Consumption data: New frontiers

Jonas Kolsrud, Camille Landais, Johannes Spinnewijn 04 April 2018



Household consumption is, in many ways, the Arlesienne of economic analysis. Like the character in Alphonse Daudet’s play, who is central to the plot but never seen, household consumption is central to the narrative of economic models and analyses, but desperately elusive when it comes to measurement and implementation.

The consumption and savings decisions by households are believed to be fundamental to understanding long run growth and development, or cyclical economic fluctuations (e.g. Mian et al. 2013). It is also essentially through consumption (and leisure) that economists have thought, for the past 150 years, about the relationship between economic activities and individual welfare. While most of the recent debate on inequality has focused on income and wealth inequality, most economists believe that focusing on the distribution of consumption would be the most meaningful way to analyse inequality and social welfare. The distribution and dynamics of consumption are also considered to be the main necessary inputs for understanding the value of all social insurance and redistributive policies (Chetty and Finkelstein 2013).

Despite being so fundamental to most of our economic thinking (e.g.
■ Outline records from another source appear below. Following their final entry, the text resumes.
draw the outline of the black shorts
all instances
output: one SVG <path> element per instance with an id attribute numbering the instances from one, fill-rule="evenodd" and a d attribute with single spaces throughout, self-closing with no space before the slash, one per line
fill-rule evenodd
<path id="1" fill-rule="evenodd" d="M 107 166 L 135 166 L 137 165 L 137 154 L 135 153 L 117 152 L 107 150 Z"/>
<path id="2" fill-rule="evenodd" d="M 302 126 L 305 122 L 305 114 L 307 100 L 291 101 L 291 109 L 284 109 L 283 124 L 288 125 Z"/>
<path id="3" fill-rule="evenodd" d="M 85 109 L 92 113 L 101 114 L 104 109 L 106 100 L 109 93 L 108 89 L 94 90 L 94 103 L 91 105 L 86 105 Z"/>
Deaton 1992), consumption has remained, for quite a long time, an empirical underdog. This is mostly due to data constraints that have limited our ability to learn much about the distribution and dynamics of consumption across individuals and over time. Indeed, for most of the past 40 years, the main data source for studying consumption were consumption expenditure surveys, the limitations of which are quite apparent. These surveys are costly to gather, and they therefore have small sample sizes and often no panel dimension to study the evolution of consumption within household over time. Furthermore the recording of expenditures is subject to various measurement issues that can prove quite severe, especially when trying to capture expenditures at either end of the income distribution (Attanasio and Pistaferri 2016).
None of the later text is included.